= Trial de novo =

"New trial" in law

In law, the term "trial de novo" means a "new trial" by a different tribunal (de novo is a Latin expression meaning "afresh", "anew", "beginning again", hence the literal meaning "new trial"). A trial de novo is usually ordered by an appellate court when the original trial failed to decide in a manner dictated by law.

==Common law==
In common law systems, one feature that distinguishes a trial de novo from an appellate proceeding is that new evidence may not ordinarily be presented in an appeal (though there are rare instances when it may be allowed—usually evidence that came to light only after the trial and could not, in all diligence, have been presented in the lower court). The general rule is that an appeal must be based solely on "points of law" and not on "points of fact". Appeals are frequently based on a claim that the trial judge or jury did not allow or appreciate all the facts; if that claim is successful, the appeal judges will often order a trial "de novo". To protect the individual's rights against double jeopardy, ordering a trial "de novo" is often the exclusive right of an appeal judge.

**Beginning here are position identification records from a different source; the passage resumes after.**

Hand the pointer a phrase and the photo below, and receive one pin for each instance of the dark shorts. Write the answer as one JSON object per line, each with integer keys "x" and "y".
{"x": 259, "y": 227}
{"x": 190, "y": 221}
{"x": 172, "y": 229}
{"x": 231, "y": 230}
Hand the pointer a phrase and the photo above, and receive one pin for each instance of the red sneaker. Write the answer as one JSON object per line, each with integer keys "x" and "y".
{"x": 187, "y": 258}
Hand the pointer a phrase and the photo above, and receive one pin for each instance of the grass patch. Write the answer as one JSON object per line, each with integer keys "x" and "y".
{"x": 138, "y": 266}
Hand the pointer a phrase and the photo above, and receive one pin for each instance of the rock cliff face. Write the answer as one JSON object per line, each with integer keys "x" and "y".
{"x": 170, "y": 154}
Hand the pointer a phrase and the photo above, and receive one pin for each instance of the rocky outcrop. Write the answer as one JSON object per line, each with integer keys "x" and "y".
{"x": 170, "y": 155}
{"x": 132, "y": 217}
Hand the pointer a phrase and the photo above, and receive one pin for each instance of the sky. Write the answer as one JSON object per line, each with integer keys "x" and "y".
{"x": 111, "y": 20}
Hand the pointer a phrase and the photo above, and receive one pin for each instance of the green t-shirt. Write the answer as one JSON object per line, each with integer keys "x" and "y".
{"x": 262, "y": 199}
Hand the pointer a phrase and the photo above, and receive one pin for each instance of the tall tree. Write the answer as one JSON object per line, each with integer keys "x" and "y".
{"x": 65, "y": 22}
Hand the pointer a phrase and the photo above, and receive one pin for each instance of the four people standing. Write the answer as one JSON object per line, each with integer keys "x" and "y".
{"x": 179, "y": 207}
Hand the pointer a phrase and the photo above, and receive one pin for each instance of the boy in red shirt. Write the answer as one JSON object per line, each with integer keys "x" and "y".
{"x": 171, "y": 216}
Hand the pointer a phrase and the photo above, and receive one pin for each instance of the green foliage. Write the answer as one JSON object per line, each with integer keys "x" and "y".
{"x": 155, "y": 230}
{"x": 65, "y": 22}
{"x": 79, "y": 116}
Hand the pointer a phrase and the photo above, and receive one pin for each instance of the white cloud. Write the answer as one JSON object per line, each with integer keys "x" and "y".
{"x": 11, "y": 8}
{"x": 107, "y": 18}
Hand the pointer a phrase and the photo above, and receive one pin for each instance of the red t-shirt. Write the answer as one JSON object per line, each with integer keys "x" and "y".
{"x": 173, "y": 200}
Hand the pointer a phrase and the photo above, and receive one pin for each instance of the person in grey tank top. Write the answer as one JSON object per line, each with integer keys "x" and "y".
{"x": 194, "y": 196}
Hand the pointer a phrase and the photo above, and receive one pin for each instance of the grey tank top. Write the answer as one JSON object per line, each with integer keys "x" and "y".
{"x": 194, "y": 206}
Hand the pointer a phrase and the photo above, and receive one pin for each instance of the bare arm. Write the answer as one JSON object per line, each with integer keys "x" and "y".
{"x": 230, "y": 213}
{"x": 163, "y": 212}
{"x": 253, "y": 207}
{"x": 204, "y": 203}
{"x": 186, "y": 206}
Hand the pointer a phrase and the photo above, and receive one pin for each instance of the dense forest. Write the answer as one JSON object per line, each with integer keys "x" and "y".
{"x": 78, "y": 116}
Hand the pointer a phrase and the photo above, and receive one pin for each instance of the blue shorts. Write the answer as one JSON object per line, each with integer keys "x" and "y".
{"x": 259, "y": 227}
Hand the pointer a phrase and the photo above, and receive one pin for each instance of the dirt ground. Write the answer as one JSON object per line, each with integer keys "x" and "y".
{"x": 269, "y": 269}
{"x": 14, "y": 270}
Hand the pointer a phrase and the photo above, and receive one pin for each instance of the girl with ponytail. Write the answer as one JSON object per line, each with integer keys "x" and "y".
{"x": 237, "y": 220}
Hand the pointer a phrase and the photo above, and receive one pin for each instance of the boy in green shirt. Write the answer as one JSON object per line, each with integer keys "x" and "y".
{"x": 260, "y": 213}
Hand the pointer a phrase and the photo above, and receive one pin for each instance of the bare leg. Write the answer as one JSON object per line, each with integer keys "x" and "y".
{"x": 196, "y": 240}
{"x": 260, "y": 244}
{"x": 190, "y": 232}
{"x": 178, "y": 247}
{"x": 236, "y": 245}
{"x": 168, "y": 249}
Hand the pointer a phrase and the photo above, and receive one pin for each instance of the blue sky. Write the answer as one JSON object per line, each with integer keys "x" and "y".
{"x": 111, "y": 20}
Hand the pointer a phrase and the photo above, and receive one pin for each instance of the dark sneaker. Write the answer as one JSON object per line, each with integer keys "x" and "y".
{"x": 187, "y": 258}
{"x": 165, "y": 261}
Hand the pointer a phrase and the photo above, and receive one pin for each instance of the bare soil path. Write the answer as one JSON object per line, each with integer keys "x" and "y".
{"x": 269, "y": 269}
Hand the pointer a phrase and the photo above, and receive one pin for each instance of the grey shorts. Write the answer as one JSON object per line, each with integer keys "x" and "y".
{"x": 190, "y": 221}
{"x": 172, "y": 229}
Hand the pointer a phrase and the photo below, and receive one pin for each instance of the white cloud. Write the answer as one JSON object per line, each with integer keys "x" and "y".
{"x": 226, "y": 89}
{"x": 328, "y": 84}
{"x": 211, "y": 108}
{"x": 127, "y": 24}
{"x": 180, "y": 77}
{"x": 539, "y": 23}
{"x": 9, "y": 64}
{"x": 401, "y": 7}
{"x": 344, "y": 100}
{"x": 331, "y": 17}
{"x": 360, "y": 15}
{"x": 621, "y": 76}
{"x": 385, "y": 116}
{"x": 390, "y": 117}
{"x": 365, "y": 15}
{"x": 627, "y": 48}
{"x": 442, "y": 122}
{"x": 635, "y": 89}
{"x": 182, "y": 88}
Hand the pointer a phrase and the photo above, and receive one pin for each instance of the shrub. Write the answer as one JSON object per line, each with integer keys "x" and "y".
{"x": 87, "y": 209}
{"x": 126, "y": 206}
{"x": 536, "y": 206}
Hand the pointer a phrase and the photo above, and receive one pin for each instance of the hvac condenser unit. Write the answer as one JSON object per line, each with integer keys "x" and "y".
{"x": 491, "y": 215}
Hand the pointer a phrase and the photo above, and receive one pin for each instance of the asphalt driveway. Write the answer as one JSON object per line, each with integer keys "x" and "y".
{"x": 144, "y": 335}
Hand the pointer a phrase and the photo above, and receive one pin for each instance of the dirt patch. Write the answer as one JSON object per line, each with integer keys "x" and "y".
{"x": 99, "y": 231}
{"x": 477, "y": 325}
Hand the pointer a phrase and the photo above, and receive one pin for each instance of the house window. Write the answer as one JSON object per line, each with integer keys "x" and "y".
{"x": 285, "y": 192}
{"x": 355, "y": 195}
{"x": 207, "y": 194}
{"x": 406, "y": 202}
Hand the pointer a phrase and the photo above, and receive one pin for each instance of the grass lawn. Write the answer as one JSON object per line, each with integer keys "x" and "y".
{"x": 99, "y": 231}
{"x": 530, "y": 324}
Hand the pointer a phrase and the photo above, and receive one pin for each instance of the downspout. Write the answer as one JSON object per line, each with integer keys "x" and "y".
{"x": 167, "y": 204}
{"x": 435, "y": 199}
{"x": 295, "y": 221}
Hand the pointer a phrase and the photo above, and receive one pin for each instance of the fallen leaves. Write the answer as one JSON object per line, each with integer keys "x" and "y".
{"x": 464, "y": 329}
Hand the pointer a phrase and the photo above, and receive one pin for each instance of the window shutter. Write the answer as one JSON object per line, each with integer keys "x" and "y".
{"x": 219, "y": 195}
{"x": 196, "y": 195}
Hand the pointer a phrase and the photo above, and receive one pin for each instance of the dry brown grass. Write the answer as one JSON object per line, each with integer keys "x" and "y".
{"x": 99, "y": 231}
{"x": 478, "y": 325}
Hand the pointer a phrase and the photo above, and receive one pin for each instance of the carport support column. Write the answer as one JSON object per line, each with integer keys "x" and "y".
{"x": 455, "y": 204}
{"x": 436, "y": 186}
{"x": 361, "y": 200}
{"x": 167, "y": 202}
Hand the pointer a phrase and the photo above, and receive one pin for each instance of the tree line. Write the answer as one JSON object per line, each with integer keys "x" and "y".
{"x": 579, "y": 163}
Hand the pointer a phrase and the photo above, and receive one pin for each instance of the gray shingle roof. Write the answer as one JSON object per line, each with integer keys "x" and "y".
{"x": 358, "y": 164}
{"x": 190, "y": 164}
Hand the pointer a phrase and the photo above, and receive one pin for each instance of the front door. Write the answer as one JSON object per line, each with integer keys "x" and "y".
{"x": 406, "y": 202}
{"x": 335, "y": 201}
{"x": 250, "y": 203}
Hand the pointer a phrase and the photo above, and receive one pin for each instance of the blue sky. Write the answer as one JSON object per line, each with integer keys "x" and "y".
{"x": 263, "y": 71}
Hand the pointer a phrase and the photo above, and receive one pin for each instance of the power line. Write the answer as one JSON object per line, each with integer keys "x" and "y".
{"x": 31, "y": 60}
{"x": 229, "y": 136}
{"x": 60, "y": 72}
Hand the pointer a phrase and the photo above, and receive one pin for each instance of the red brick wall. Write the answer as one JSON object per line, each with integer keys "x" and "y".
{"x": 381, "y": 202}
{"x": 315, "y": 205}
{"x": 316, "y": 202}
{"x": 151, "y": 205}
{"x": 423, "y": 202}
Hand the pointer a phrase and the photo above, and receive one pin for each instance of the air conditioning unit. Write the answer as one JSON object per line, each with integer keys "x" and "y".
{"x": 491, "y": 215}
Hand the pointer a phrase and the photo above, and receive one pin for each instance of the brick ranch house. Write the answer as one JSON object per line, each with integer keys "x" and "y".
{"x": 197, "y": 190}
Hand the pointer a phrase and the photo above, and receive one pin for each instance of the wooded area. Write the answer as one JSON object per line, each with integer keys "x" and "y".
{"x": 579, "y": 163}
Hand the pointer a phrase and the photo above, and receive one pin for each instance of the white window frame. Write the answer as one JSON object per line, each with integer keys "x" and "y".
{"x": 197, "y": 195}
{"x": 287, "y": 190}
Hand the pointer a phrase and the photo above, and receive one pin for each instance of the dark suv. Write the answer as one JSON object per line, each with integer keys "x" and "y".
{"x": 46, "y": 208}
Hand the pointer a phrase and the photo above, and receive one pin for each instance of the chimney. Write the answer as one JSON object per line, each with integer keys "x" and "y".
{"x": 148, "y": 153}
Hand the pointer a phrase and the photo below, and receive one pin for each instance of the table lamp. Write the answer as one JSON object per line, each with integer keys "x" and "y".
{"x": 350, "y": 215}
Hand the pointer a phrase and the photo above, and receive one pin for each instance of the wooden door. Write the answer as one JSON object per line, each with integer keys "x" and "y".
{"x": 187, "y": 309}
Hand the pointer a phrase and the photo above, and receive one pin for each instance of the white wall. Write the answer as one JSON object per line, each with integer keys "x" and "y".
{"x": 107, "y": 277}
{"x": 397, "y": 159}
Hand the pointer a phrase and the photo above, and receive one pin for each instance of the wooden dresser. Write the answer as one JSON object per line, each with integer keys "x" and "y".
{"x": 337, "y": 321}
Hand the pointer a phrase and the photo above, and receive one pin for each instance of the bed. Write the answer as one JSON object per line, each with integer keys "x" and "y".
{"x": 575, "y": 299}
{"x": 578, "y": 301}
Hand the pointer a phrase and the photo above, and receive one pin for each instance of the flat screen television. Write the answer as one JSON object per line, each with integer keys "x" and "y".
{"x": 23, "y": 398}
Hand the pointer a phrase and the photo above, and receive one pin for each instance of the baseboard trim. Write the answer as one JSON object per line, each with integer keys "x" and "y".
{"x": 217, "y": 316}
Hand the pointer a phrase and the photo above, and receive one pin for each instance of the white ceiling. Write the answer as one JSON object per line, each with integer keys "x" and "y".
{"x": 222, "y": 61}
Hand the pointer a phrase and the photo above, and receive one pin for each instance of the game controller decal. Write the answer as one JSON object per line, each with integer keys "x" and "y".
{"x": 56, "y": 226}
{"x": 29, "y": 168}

For example, a system may relegate a claim of a certain amount to a judge but preserve the right to a new trial before a jury.

In American federal courts, "de novo" can also refer to a standard of review for courts of appeal. Sometimes, particularly potent issues are brought before an appeals court, such as a constitutional determination made by a lower court, or summary judgment granted by a lower court. When this sort of issue is on appeal, the court of appeals will review the lower court decision "de novo" or from the beginning. In this process, the panel of judges for the court of appeals will review the lower court's reasoning and fact-finding from the beginning, based on the record. This is a high level of scrutiny that is more likely to result in reversal or remand of an issue.

This is in contrast to more relaxed standards of review, such as "clearly erroneous" or "substantial evidence." These relaxed standards usually do not result in reversals, as the court of appeals grants more deference to the judgment of the lower courts.

===United Kingdom===
In the law of England and Wales, appeals to the Crown Court against convictions in a magistrates' court are held de novo.

===United States===
In the United States, some states provide for bench trials only for small claims, traffic offenses, and criminal offenses with a penalty of imprisonment of less than six months, then provide the ability to appeal a loss to the trial court of general jurisdiction for a brand-new trial. Unlike the appellate court which only examines the issues raised in the original trial, in a trial de novo a brand new trial takes place. The Supreme Court of Virginia said this in Santen v. Tuthill, 265 Va. 492 (2003), about the practice of an appeal from district court trial de novo to circuit court: "This Court has repeatedly held that the effect of an appeal to circuit court is to 'annul the judgment of the inferior tribunal as completely as if there had been no previous trial.'" Some states use a system combining aspects of traditional appeal and absolute trial de novo; for instance, in New Jersey, decisions in minor criminal and traffic cases heard in the state's municipal courts may be appealed to the Law Division, Criminal Part of the Superior Court for "trial de novo on the record," in which the Law Division makes new findings of fact and conclusions of law based on the record produced in the municipal court's trial (i.e. based on the transcript of the municipal court proceeding and any physical or documentary evidence presented to the Municipal Court), but does not hold any evidentiary hearings itself.

De novo review refers to the appellate court's authority to review the trial court's conclusions on questions of the application, interpretation, and construction of law. Generally, the proper standard of review for employee benefit decisions, such as the denial of benefit claims, is de novo. Also, where the appellate court undertakes judicial review of compulsory arbitration proceedings that were required by statute, the reviewing court must conduct a de novo review of the interpretation and application of the law by the arbitrators.Wright, Charles Alan (2024). "Federal Practice and Procedure"

De novo review often used in the review of administrative proceedings or the judgements of a small claims court. If the determination made by a lower body is overturned, it may be renewed de novo in the review process (this is usually before it reaches the court system). Sometimes administrative decisions may be reviewed by the courts on a de novo basis.